Yes, I have noticed this, and have done it myself. Most of the shops I've worked with over my career have frankly sucked at meeting their promised delivery dates, so this doesn't surprise me.
If I pay an unusually large expedite fee so a shop can drop someone else’s work and do mine, that's not my problem other than finding the money. If I pay the same expedite fee so that I can delay my co-worker's more important project over mine that's just bad business. If I tell the shop "delay the delivery date on project X so that you can get this new project Y done faster" they'll work with me, but be rightfully unhappy about the churn.
One of the projects I'm on right now I've split up across 3 shops for this very reason. It's a batch of a few dozen each of 3 different parts.
I have a great relationship with shop A, and the owner is very honest with me. He straight up told me that he could take on at most one of the 3 parts in my assembly and any more he would just be late on everything, so I only gave him the one part.
Shop B is near capacity on a different project of mine. I know this because they can't deliver parts for that project in the volume I want. They're also pretty honest with me and have told me they can't handle much unless I'm willing to accept a slight slow down on the other project, which I'm not. Result is that I only gave them one of the remaining 2 parts.
Shop C is pretty new to me. Not local and I don't really know them. They're a bit of a wildcard, and have also expressed that they're not confident they will hit the delivery time I requested, so they get the remaining part.
Turns out there aren't a ton of people in my network who want to do precision turned bits in under 1 week lead time (delivered, from first drawing). Not a surprise, it isn't really a reasonable ask and we're thankful for the shops we work with for being able to do this every now and then.
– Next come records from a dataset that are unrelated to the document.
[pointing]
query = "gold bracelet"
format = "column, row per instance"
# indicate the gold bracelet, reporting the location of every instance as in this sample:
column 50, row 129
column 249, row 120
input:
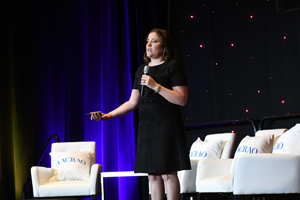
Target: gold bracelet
column 158, row 88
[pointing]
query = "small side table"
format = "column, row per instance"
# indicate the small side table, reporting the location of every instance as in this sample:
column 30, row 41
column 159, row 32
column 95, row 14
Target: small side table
column 117, row 174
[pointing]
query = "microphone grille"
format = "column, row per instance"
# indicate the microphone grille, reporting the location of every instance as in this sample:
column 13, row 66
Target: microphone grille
column 146, row 69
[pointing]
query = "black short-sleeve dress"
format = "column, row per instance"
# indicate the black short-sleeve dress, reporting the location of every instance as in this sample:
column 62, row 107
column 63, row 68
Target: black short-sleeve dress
column 161, row 143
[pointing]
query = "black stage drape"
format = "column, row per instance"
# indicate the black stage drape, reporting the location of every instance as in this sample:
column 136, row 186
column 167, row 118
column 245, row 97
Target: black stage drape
column 65, row 58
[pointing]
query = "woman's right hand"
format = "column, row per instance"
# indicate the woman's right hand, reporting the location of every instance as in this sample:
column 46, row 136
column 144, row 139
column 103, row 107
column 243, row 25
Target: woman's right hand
column 100, row 116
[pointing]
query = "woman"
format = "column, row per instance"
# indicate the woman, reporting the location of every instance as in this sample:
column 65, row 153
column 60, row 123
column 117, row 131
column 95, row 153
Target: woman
column 161, row 147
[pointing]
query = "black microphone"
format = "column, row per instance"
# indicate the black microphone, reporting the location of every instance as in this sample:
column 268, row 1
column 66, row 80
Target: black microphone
column 146, row 69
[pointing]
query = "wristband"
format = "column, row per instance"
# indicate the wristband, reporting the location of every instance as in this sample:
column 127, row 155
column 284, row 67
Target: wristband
column 158, row 88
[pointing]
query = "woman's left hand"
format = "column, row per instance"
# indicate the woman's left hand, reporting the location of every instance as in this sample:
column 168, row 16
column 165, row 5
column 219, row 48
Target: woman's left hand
column 149, row 82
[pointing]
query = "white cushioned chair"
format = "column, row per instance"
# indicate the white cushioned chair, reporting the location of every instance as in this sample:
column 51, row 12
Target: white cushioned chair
column 274, row 174
column 73, row 172
column 187, row 178
column 215, row 176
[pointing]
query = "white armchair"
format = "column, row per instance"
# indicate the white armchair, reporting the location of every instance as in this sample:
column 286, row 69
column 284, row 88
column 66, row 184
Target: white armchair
column 275, row 174
column 73, row 172
column 187, row 178
column 267, row 174
column 216, row 175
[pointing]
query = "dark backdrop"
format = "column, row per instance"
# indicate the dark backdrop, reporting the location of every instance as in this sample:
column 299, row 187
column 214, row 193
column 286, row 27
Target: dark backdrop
column 63, row 59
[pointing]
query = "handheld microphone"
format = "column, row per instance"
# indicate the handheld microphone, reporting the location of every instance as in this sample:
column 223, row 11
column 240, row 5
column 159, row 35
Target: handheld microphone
column 146, row 69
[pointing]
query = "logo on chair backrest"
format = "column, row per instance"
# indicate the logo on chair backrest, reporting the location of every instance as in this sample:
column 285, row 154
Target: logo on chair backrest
column 246, row 149
column 278, row 145
column 201, row 154
column 70, row 160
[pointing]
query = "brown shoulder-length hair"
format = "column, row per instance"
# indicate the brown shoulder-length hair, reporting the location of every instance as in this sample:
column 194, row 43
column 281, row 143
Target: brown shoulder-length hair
column 169, row 52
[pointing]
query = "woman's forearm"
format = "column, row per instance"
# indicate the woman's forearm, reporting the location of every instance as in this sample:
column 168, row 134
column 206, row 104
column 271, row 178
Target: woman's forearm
column 176, row 96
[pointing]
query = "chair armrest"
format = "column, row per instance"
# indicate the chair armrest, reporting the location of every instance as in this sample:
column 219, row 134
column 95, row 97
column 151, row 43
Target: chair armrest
column 267, row 174
column 95, row 186
column 208, row 168
column 40, row 176
column 187, row 178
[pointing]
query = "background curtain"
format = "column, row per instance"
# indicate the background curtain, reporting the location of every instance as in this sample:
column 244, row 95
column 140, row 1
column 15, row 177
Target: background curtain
column 63, row 59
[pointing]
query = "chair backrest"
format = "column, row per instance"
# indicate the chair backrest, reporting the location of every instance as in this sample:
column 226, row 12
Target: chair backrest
column 277, row 133
column 228, row 142
column 74, row 146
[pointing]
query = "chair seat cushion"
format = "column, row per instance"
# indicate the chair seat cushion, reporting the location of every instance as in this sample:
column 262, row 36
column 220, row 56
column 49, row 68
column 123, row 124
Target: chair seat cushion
column 71, row 165
column 213, row 184
column 65, row 188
Here's the catch, most of the shops I've worked with over my career just say yes, and then promptly miss on both. When the delivery date passes and I ask where my parts are they proceed to blame me, because I've asked for so many things all at once! Part of it has been my fault, sometimes they've told me they can't hit it, my boss has told me to call back and demand better, and then they say yes and make up a date we both know they'll miss. In the end they're pissed because I'm calling about late parts, my boss is pissed because my project is late, and I'm pissed because I knew this was going to happen and my a**hole boss forced me into it.....again. Fortunately I no longer work for that boss and I don't have to buy parts from those shops, but you can see how this all happens.